Scrivo sul blog le traduzioni delle due versioni svolte stamattina in classe… così chi vorrà sapere prima di martedì come è andato il compito potrà farlo!
La donnola nella bottega del fabbro
Una donnola, desiderosa di cibo ("di preda") trova la porta di una bottega aperta, entra e cerca il cibo all’interno. Mentre esplora tutti i nascondigli della bottega, vede una lima posta su un tavolo e la lecca con la lingua, ma non prova alcun sapore (alcun piacere) e non può saziare la sua fame. Allora la lima deride lo stolto animale (oppure: "si prende gioco dello stolto animale") e dice: "Dimostri una grande stoltezza, o avida donnola: perché, infatti, cerchi il cibo tra le lime in una bottega ed laceri senza motivo la tua lingua (contro) con una lima dura e ruvida?
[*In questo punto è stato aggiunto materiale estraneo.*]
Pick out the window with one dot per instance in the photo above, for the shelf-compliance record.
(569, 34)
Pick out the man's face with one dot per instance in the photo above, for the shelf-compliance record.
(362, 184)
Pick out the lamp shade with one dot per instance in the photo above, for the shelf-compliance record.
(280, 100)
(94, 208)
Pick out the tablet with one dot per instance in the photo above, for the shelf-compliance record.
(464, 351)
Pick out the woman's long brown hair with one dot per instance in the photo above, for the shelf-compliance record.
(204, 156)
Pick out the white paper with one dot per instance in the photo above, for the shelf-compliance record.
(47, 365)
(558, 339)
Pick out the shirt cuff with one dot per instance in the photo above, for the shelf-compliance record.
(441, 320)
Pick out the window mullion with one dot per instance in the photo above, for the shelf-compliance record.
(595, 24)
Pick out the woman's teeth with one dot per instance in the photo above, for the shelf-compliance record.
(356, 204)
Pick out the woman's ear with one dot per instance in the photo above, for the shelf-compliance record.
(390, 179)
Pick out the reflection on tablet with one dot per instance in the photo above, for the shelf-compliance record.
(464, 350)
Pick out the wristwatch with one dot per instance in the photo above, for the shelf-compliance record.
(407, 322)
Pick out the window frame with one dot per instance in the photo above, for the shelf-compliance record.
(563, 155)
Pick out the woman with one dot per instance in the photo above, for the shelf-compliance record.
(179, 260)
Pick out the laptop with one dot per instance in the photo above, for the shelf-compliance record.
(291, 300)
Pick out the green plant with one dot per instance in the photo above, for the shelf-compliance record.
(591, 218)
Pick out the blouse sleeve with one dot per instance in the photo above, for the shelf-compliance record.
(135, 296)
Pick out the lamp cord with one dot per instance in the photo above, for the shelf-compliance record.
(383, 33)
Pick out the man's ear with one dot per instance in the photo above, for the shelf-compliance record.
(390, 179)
Qui non c’è nessuna abbondanza di cibo e non potrai placare la tua grande fame con le lime".
La volpe e l’uva irraggiungibile
Spesso i nostri desideri sono irrealizzabili, come racconta la favola del poeta greco Esopo sulla volpe e l’uva. Una piccola volpe guardava da lontano dell’uva bianca (pallida) sulla vigna e desiderava afferrare e divorare i grossi acini. Si avvicina cautamente e silenziosamente alla vigna e cerca di prendere i grappoli più vicini. Ma salta invano, infatti la vigna è alta e i grappoli pendono dai rami più alti. La povera volpe cerca di arrampicarsi più volte, ma non raggiunge l’uva da lei tanto desiderata (letteralmente: "desiderio della sua gola"). Allora, triste, si allontana dal luogo ed esclama: "L’uva non è ancora matura, non voglio coglierla (o "mangiarla") acerba".